John Chapman, Nedlands, WA
On energy and climate Scott Morrison is a hybrid. He is wary of the economic cost of any more climate schemes, which, as Tony Abbott so aptly described, was “socialism masquerading as environmentalism”. Yet the Prime Minister cannot credibly explain his “technology agnosticism” when his government backs Malcolm Turnbull’s $10.5 billion-plus Snowy 2.0 project, saying that it qualified as nation building, yet the call for a government-backed HELE (high efficiency, low emission) coal plant does not. To really differentiate himself from his predecessors, Morrison needs to come up with the “vision thing”. Going nuclear would help.
Mandy Macmillan, Singleton, NSW
Matt Canavan highlights the hypocrisy of Anthony Albanese and Labor with its flip-flop stance on coal-fired power (“Unicorns pop up everywhere, but Albanese says it’s just horse manure,” 18/2).
“Each way Albo” (with a nod to Sky’s Paul Murray) is going down the same path as Bill Shorten, hence the emergence of the Otis Group. This flank of the Labor Party knows if the party repeats the same mistake as Shorten they are toast.
The left is squealing about one coal-fired power station in far-north Queensland, while the world continues to build hundreds more. Why are we sabotaging ourselves?

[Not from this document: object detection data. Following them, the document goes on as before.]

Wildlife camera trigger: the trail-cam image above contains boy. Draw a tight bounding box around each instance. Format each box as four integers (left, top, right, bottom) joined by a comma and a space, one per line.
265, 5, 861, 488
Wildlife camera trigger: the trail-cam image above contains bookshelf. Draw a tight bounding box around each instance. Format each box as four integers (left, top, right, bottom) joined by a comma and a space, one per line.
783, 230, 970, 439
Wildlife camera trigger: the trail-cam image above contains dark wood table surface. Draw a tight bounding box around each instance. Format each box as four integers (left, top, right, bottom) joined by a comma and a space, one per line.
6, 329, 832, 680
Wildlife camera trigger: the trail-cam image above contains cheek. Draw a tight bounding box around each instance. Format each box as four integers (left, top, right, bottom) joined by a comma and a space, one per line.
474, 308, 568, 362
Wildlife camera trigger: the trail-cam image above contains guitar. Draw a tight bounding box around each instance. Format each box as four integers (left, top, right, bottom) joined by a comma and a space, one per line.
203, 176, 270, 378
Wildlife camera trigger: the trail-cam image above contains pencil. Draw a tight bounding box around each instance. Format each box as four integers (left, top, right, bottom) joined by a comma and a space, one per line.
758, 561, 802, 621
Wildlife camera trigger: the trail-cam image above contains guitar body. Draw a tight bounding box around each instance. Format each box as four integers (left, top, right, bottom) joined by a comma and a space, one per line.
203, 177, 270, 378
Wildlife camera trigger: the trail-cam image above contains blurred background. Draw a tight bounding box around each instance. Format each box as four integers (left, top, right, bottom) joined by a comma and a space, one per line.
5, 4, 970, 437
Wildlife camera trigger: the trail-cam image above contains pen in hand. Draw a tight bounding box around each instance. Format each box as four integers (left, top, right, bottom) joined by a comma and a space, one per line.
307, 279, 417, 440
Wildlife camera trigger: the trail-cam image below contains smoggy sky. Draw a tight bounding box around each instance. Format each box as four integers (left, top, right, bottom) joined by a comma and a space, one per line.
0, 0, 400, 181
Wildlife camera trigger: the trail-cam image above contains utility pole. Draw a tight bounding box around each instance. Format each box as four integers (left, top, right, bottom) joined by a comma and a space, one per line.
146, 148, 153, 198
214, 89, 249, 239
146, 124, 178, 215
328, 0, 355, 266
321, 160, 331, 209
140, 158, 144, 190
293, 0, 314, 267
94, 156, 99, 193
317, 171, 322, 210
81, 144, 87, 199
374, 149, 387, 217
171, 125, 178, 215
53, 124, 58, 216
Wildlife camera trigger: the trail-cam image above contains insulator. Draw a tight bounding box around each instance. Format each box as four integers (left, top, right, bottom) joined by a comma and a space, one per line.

Gabrielle Baker, Carina, Qld
On this day, back in 2010 President Barack Obama announced more than $8 billion in new federal loan guarantees to build two nuclear reactors in Georgia, in the US. The tragic reality is that Australian governments, Coalition and Labor alike, are prepared to sacrifice the national interest on the altar of politically correct anti-nuclear idiocy.